13. Assignment and Subcontracting. BioForce may assign its rights in whole or part, or subcontract any part of the work or services to be provided as it deems necessary or desirable.
14. Notices. Notice shall be deemed given if sent by prepaid first class mail to the party concerned at its last known address. Notice to BioForce shall be to: BioForce Nanosciences, Inc., 1615 Golden Aspen Drive, Suite 101, Ames, IA 50010, Attn: Legal Dept.
15. Waiver. Failure by BioForce to exercise or enforce any rights hereunder shall not be deemed to be a waiver of any such right or operate to bar the exercise or enforcement of the right at any time thereafter.
16. Applicable Law. The terms and conditions contained herein shall be governed by and construed under the laws of the State of Iowa, USA, without giving effect to its choice of law provisions and the UN Convention on Contracts for the International Sale of Goods. Venue shall reside in an appropriate Federal or state court in Iowa.
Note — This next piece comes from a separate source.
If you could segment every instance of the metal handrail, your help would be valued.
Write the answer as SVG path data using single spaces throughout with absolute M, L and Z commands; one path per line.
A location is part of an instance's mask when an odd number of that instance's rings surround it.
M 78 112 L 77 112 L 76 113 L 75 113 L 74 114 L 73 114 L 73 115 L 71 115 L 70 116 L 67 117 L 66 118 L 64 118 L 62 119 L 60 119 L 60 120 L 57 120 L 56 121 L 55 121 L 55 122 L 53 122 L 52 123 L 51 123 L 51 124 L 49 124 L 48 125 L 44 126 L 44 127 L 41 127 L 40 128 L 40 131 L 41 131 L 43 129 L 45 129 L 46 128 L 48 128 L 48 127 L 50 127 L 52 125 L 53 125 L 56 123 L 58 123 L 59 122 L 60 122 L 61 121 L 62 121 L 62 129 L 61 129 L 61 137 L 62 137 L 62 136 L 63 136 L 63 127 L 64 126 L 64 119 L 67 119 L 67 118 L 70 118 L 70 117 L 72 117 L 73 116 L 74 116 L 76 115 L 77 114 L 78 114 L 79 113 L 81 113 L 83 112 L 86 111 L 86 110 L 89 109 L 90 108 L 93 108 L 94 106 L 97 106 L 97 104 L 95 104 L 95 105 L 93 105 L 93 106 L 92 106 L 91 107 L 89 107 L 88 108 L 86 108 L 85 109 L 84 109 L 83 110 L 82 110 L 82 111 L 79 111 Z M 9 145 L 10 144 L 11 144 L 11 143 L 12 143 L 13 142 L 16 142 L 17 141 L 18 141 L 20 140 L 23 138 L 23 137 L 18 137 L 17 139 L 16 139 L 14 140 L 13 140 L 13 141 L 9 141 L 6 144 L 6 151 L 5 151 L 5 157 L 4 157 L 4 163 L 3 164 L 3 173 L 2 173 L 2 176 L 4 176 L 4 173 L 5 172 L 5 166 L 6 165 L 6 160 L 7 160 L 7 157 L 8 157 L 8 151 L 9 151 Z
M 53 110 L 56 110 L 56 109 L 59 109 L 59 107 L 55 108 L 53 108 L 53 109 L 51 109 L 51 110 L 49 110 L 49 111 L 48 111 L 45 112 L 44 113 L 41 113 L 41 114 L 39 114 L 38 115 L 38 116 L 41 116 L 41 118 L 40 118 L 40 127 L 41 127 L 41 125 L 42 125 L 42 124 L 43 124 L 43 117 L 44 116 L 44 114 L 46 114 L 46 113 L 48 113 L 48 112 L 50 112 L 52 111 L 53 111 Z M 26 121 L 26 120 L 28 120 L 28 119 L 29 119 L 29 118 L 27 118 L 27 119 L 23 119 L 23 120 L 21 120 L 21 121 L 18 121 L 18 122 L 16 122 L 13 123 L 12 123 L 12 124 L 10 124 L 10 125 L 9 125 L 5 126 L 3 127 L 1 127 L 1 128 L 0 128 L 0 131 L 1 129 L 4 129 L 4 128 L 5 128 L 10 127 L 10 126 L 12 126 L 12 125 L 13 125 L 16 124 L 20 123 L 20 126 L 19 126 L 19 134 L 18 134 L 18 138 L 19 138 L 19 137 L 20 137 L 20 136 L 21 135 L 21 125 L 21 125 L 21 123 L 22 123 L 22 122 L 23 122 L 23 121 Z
Additional Terms Applicable to the Nano Enabler™ Benchtop Molecular Printing System
The Nano eNabler™ benchtop molecular printing system includes: the Nano eNabler base instrument, controller unit, environmental control system, motorized optical system with video capture, LCD monitor, operating software and user manual. BioForce’s warranty in respect to the Nano eNabler system is one (1) year from the date of installation and is subject to the system being: unpacked and installed by authorized BioForce representatives; operated by personnel trained in its proper operation in accordance with provided instructions; maintained in strict compliance with recommended and scheduled maintenance instructions; and BioForce being notified in a reasonable time of failure of the system to meet performance specifications. Buyer shall notify BioForce of a transfer or relocation of the system and permit BioForce, at buyer’s expense and using BioForce’s standard demand service rates then in effect, to inspect and certify that the system has not been damaged or compromised by the move.
Warranty service shall be performed during BioForce normal working hours. Buyer shall pay for service requested or required outside of these hours at the standard BioForce demand service rates then in effect. Buyer shall provide BioForce with full, free, timely access to the system and records related to service, maintenance and use of the system.
Failure of Buyer to satisfy these conditions, in addition to those listed elsewhere in these terms, shall void the system warranty. This warranty does not extend to items consumed through normal daily use, accessories or supplies.